I remember when I first started running "proper" runners (as I referred to them then) used to tell me I had to get past the pain barrier. Past it? I couldn't get anywhere near! Within minutes of starting to run every inch of my body began to yell at me to stop. The more I ran the more frustrated I became as no matter what I tried, I just couldn't breathe.
But then one day something happened. I remember being quite stressed about something the night I left for this particular run and for the first time I ran without really thinking about my running, or my breathing, or how much everything bloody hurt and do you know what I passed the pain barrier. I really did. I remember for a split second thinking "I need to stop..I need to stop..I can't breathe..I'm going to pass out... (Sound familiar?) but I didn't, I kept going, and as I did something magical happened. I found that elusive "rhythm" that everyone had told me about. My breathing began to settle, I found my stride and there was no stopping me.
Now don't get me wrong I'm not suggesting that you need to be angry to run, although it does help ha ha, but think about the distraction. Can you take your mind elsewhere? Listen to music, listen to an audio book? Think of the beach? Anything which makes you feel back in control and stops the panic and the feeling of breathlessness.
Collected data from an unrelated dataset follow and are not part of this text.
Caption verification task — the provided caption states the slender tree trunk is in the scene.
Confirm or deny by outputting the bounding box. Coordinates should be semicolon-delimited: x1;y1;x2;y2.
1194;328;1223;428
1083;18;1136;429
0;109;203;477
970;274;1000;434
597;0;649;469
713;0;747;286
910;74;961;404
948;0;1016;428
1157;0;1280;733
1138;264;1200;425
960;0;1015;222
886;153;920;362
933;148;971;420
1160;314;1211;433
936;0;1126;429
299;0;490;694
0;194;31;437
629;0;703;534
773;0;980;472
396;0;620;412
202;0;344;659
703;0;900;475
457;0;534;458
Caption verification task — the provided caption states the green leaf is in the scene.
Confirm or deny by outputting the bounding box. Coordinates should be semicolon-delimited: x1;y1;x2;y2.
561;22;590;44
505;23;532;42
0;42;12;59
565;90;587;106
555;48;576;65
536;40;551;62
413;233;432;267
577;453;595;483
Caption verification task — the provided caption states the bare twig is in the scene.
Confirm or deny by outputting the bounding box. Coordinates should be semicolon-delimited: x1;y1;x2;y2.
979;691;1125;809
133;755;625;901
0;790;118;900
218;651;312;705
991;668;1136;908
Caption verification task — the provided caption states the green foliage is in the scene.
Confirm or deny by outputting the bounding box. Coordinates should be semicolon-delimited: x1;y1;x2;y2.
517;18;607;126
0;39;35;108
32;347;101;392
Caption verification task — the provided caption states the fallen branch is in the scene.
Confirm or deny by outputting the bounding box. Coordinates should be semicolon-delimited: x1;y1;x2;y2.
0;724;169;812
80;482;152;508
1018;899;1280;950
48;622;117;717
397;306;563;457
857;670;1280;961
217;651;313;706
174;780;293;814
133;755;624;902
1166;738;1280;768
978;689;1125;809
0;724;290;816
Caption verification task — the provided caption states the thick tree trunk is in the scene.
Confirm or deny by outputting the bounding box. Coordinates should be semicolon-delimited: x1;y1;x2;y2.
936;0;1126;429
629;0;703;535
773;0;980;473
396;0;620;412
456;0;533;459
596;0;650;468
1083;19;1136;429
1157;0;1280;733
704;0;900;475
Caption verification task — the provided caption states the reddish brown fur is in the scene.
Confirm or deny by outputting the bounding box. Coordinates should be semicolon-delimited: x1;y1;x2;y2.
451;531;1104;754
If distraction doesn't work for you try some deep breathing techniques. Here's a link to a great article with some practical tips to use http://www.active.com/running/articles/breathing-tips-for-new-runners. Think about how it feels when you actually breathe deeply and try to bring that to your running.
Some of you may have found that you conquered your breathing when running during the summer but it's a whole new ball game now the weather has got colder. Again without thinking about it too much here are some simple tips I found handy for running during the winter http://www.popsugar.co.uk/fitness/How-Breathe-When-Running-38697144
Technically, there are lots of articles out there which talk about breathing in much more detail but those new to running need simple techniques which is what I've aimed to give you here. Some people in the early days try to overthink it but don't forget breathing is a natural function of the body. Trust that your body will do what it needs to do and when you do that your running will start to come much more naturally.